5.12.19

O orientador


Até aquele momento, a oficina transcorria dentro do que se pode considerar normal. Levávamos nossos exercícios, e o orientador fazia aquilo pelo qual nós o pagávamos: orientava. Apontava um personagem incoerente aqui, uma frase que soava como um ruído ali, uma história sem muito sentido.



Foi exatamente a partir da história avaliada por ele como inverossímil que o clima esquentou. O conto de Deluz era bem engraçado, mas o orientador cismou com uma passagem na qual o personagem comprava uma besteira numa grande loja de magazine e pagava com uma nota falsa. Para o orientador, ninguém conseguiria passar uma nota falsa numa loja com tamanha estrutura. A discussão ficou boa, tendo-se formado dois grupos. De um lado, os que reconheciam a impossibilidade de aquilo ocorrer, mas também não viam no fato a menor importância para o desenrolar do conto. Além do mais, havia o maldito “quase”, nessa perspectiva, tudo pode acontecer, a vida imita a arte, essas coisas batidas. O outro grupo, encabeçado pelo orientador, era irredutível. Se o conto é realista, a realidade tem de caber nele. O conto de Deluz seria realista até a medula, então que a realidade coubesse nele.

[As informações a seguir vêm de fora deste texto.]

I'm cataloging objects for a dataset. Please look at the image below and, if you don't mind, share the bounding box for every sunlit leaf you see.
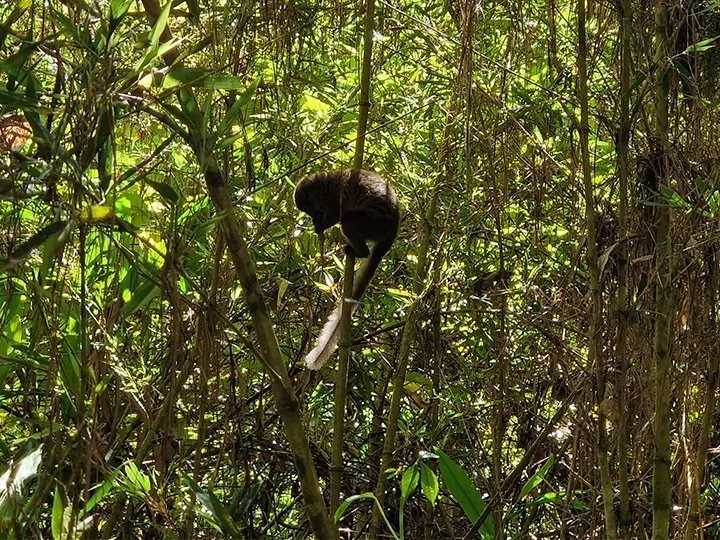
[400,464,420,500]
[419,461,440,506]
[438,451,495,540]
[519,455,555,499]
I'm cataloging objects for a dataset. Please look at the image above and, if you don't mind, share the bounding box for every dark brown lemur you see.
[295,169,400,369]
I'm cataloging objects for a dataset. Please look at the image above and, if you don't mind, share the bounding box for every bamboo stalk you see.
[615,0,632,537]
[577,0,617,540]
[652,0,673,540]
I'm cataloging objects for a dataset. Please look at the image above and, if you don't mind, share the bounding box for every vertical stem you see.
[577,0,617,540]
[652,0,673,540]
[616,0,632,537]
[330,0,375,515]
[330,254,355,516]
[685,248,720,540]
[353,0,375,169]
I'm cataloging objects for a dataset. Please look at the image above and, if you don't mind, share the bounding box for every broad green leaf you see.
[0,43,38,73]
[145,179,180,204]
[0,220,69,271]
[150,0,172,45]
[419,461,440,506]
[78,205,113,223]
[333,493,400,540]
[78,469,120,518]
[400,464,420,501]
[123,461,152,496]
[520,455,555,499]
[333,493,376,523]
[0,0,32,50]
[683,36,720,53]
[183,475,244,538]
[0,445,42,506]
[110,0,133,24]
[123,280,161,315]
[218,77,260,133]
[438,451,495,540]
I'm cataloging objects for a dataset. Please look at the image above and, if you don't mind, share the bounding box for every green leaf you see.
[150,0,172,45]
[78,469,120,518]
[420,461,440,506]
[78,204,113,223]
[0,0,32,49]
[51,488,64,540]
[183,475,244,538]
[333,493,399,540]
[400,464,420,501]
[0,220,69,271]
[110,0,133,24]
[520,455,555,499]
[333,493,376,523]
[0,43,38,73]
[438,451,495,540]
[145,179,180,204]
[683,36,720,53]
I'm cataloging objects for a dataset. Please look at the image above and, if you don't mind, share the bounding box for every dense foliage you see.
[0,0,720,539]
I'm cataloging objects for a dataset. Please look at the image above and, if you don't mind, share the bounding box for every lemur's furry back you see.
[295,169,400,369]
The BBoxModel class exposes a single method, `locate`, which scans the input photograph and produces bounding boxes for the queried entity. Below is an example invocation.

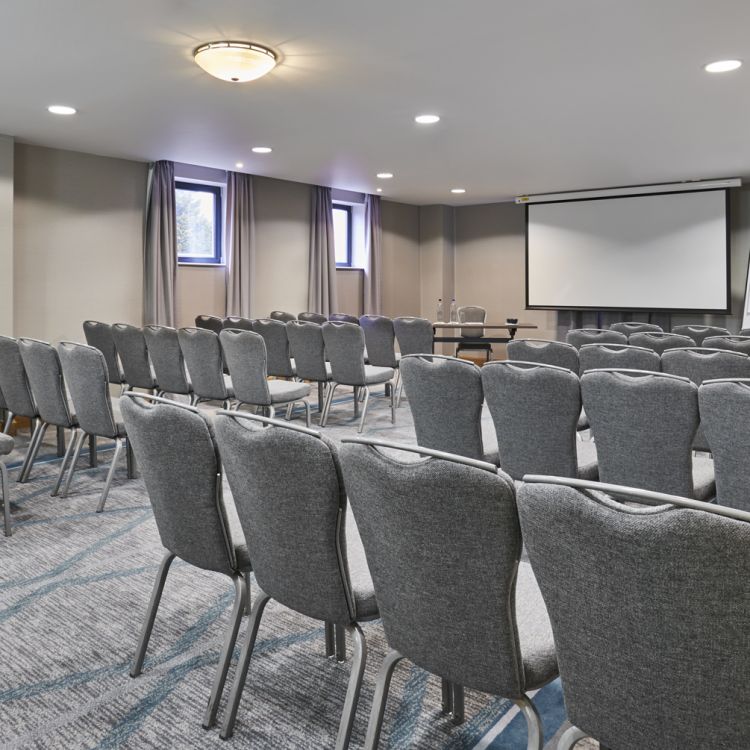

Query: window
[333,203,352,268]
[174,182,223,265]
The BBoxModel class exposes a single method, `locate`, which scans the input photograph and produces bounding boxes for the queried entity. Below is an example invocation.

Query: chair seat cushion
[516,560,557,690]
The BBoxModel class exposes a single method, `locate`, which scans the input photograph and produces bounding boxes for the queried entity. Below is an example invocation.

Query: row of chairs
[123,396,750,750]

Gerônimo, o caladão de poucos contos e de poucas opiniões sobre nossos trabalhos, pediu a palavra para dizer que o orientador estava mostrando um lado terrível, a ignorância. Antes que alguém reagisse, ele continuou com seu argumento. Citou dois livros da primeira estante da literatura mundial. Na obra de Proust, há um molecote de uns sete anos que, ao andar pelo campo, reconhece cada uma das florezinhas encontradas pelo caminho, cada miosótis, cada isso, cada aquilo, Gerônimo se lembrava da cena mais geral, não dos detalhes. No entanto, era algo sem realismo algum, nenhuma criança daquela idade conheceria a natureza tão a fundo.

O orientador ficou emudecido, seu olhar embaçou.

Gerônimo, indiferente, continuou argumentando. Victor Hugo, no monumental Os miseráveis, criara uma situação na qual Jean Valjean ficou horas dentro de um caixão quase todo fechado, depois foi jogado na cova e saiu da situação só um pouco tonto. E mais, ele só foi salvo porque seu aliado e protetor conseguiu tirar do bolso da camisa do coveiro um papel importante, sem o qual o coveiro não sairia do cemitério depois das cinco da tarde. Foi uma artimanha para fazer o coveiro largar tudo e correr para a casa atrás do documento e o amigo de Jean ter tempo de abrir o caixão e tirá-lo de lá. Ou seja, zero de verossimilhança.

O orientador suspirou fundo, ficou de costas para nós e deu uns bons murros no quadro negro. Zilda e Lúcio saíram da sala às pressas. O ar ficou carregado. Deluz olhou com raiva para o Gerônimo. Gerônimo deu de ombros. Uma ansiedade coletiva fez o ar carregado ganhar corpo e escurecer a sala.

Um vento leve, mas barulhento, denunciou um movimento abrupto do orientador. Ele rodopiava e, quando pudemos ver novamente seu rosto, o orientador não era mais o orientador. Ao começar a andar em nossa direção, percebi que quem se aproximava era um minotauro, um minotauro dilacerado e faminto. O monstro parou diante da cadeira do Gerônimo, tomou-o pelo cabelo e o devorou.

Retornando a seu lugar, rodopiou outra vez e voltou a ser o baixinho e estridente de sempre. Esfregou as mãos e nos mandou embora. No próximo encontro, fez questão de enfatizar, retornaríamos àquela profícua discussão.


Achei tudo um pouco contraditório, o defensor da verossimilhança fazer o que havia feito, mas quem sou eu se não um reles aprendiz. Meus colegas, em particular o Deluz, ficaram como que petrificados em seus assentos. Para mim, ordem dada, ordem cumprida: caí fora. Carreguei a impressão de ter participado da melhor aula de todos os tempos.